During the third quarter of 2008, the Company’s net sales were $665.5 million, which compares with net sales of $693.7 million over the same period of 2007.  The decrease is due to reduced unit sales volume, partially offset by the increased selling prices resulting from the increased average cost of raw material during the period, which is generally passed on to customers.  Net sales were $2.12 billion for the nine months ended September 27, 2008 compared with $2.08 billion in the same period of 2007.  The increase in net sales for the nine-month period was primarily attributable to the increased selling prices and contributions from the acquisition of Extruded Metals, Inc. (Extruded) on February 27, 2007, partially offset by reduced unit sales volume.  The COMEX average price of copper, the Company’s principal raw material, was $3.59 in the first nine months of 2008, a 12 percent increase over the same period of 2007.

Cost of goods sold decreased from $603.2 million in the third quarter of 2007 to $588.5 million in the same period of 2008.  The decrease primarily resulted from decreased sales volume, partially offset by increased average cost of raw material, increased utilities, and increased freight costs during the current quarter.  Cost of goods sold for the nine months ended September 27, 2008 was $1.86 billion compared with $1.80 billion for the first nine months of 2007.  The current year increase was attributable to higher average raw material costs, increased utilities and freight, and increased costs following the acquisition of Extruded, partially offset by sales volume declines.  Additionally, during the final week of the quarter and continuing into the following two weeks subsequent to quarter-end, the market value of copper, the Company’s principal raw material, declined by approximately 34 percent.  As a result, certain inventories were written down to the lower of cost or market at September 27, 2008.  The write down of approximately $3.3 million, or 6 cents per diluted share after tax, resulted from the open market price of copper falling below the inventories’ net book value.
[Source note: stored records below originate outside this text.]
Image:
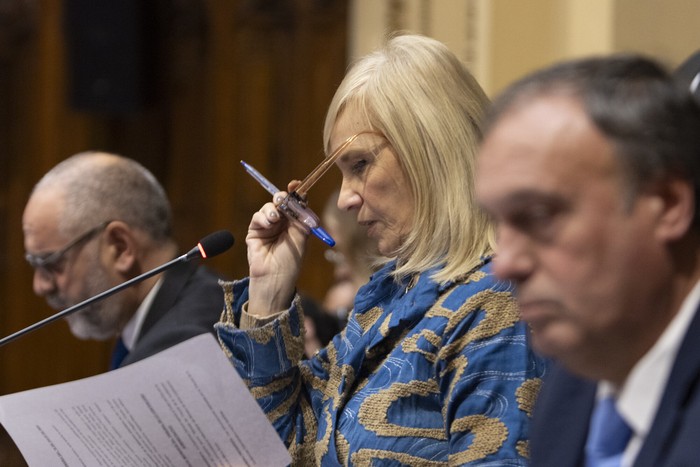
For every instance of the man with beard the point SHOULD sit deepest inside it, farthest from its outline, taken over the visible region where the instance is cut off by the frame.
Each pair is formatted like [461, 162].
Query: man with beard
[97, 220]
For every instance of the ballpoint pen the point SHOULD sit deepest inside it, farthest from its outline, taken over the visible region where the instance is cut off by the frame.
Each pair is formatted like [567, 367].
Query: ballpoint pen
[293, 206]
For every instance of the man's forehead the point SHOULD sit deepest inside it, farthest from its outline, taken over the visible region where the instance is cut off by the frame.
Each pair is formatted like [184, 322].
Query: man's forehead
[541, 145]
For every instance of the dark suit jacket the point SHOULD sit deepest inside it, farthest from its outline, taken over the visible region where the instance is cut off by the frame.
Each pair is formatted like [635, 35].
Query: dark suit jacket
[188, 304]
[562, 413]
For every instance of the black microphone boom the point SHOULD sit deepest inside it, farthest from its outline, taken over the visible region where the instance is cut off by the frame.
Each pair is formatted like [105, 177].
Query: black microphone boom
[211, 245]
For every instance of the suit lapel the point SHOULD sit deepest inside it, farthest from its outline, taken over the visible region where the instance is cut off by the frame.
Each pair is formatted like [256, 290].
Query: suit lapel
[561, 419]
[173, 282]
[681, 387]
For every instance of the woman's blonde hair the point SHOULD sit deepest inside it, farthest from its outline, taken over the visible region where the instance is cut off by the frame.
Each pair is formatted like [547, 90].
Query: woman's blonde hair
[417, 93]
The Company has also deferred recognizing potential gains resulting from liquidation of LIFO inventories during the first nine months of 2008.  The Company expects to replenish these inventories by the end of 2008 and, as such, has not recognized the effects of liquidating LIFO layers.  In the event the Company is unable to replenish these inventories due to lack of availability or operational reasons, the Company would recognize a non-cash gain of approximately $18.4 million from the liquidation of LIFO layers based on quarter-end quantities.
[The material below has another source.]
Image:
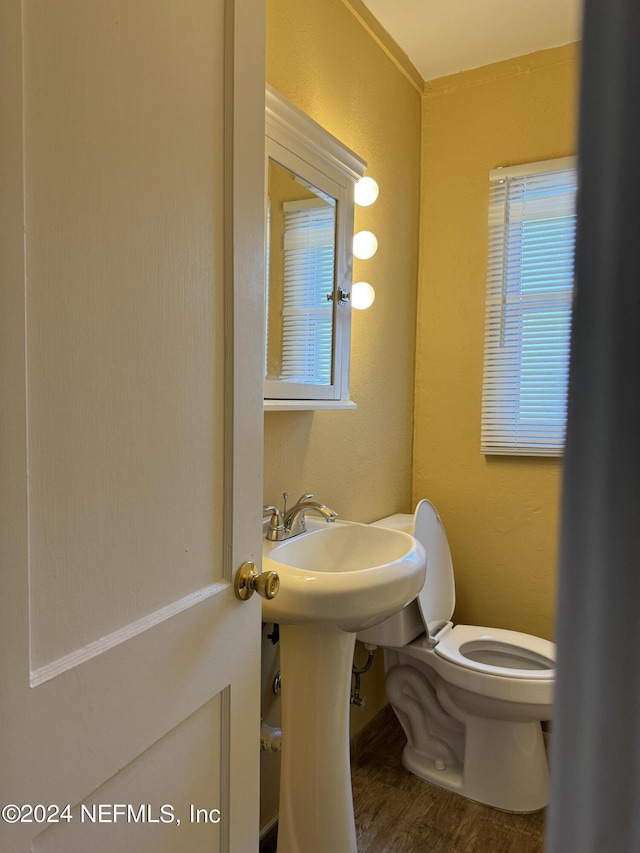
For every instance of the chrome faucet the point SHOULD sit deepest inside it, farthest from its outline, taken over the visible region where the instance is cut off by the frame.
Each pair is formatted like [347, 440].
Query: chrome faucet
[291, 522]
Depreciation and amortization remained consistent for all periods presented.  Selling, general, and administrative expense was $35.7 million for the third quarter of 2008 compared with $36.2 million for the same period of 2007.  The decrease is primarily due to decreased employment costs and lower sales and distribution expenses resulting from lower sales volume.  Year-to-date selling, general, and administrative expense was $108.6 million for 2008 compared with $110.1 million for the same period of 2007.  This decrease is also due to decreased employment costs and lower aggregate sales and distribution expense, partially offset by increased bad debt expense and additional expenses following the acquisition of Extruded.

 
16


During the third quarter of 2007, the Company recognized a nonrecurring pre-tax gain of approximately $8.9 million resulting from a settlement agreement terminating a lawsuit against J.P Morgan Chase & Co. and Morgan Guaranty Trust Company of New York (collectively Morgan).

Interest expense for the third quarter of 2008 totaled $5.1 million, compared with $5.4 million for the same period of 2007.  Year-to-date, interest expense was $15.8 million in 2008 compared with $16.6 million for the same period of 2007.  The reduced interest expense is attributable to lower interest following the early extinguishment of $26.2 million of the Company’s 6% Subordinated Debentures in the first half of 2008, partially offset by interest from increased borrowings at Mueller-Xingrong.
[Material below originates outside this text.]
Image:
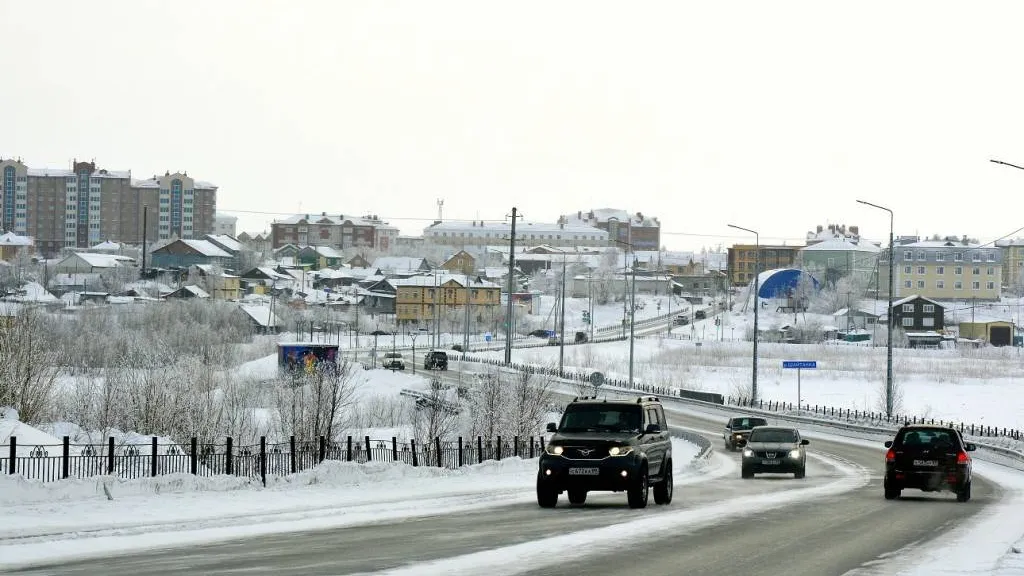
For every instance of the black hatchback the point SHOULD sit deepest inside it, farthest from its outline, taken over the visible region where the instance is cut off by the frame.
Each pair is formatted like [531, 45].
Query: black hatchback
[928, 458]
Other income, net was $2.3 million for the third quarter of 2008 compared with $4.1 million for the same period of 2007.  The current year decrease was primarily due to decreased interest income resulting from lower interest rates, and increased elimination of minority interest in the third quarter of 2008 versus minority interest benefit in the same period of 2007.  Year-to-date, other income, net was $7.3 million in 2008 compared with $10.9 million for the same period of 2007.  The current year decrease is due primarily to decreased interest income of $2.0 million resulting from lower interest rates and increased elimination of minority interest.  Additionally, year-to-date 2008 includes a net gain of $2.5 million from the early extinguishment of the 6% Subordinated Debentures, while the same period in 2007 includes the recognition of a $3.1 million gain from the sale of non-operating royalty producing properties.

The Company’s effective tax rate for the third quarter of 2008 was 31.1 percent compared with 37.6 percent for the same period last year.  The difference between the effective tax rate and what would be computed using the U.S. Federal statutory tax rate for the third quarter of 2008 is primarily related to the recognition of benefits from the U.S. production activities deduction of $0.5 million, valuation allowance changes resulting in a benefit of $1.3 million, and other benefits of $1.1 million.  These benefits were partially offset by the provision for state taxes of $1.3 million, net of federal benefit and foreign items totaling $0.6 million.

The Company’s effective tax rate for the first nine months of 2008 was 34.2 percent compared with 35.3 percent for the same period last year.  Factors that explain the difference between the effective tax rate and what would be computed using the U.S. Federal statutory tax rate for the first nine months of 2008 were a benefit of $1.0 million related to valuation allowance changes, a benefit from the U.S. production activities deduction of $1.8 million, and other benefits of $1.5 million, partially offset by the provision for state taxes of $3.4 million, net of federal benefit.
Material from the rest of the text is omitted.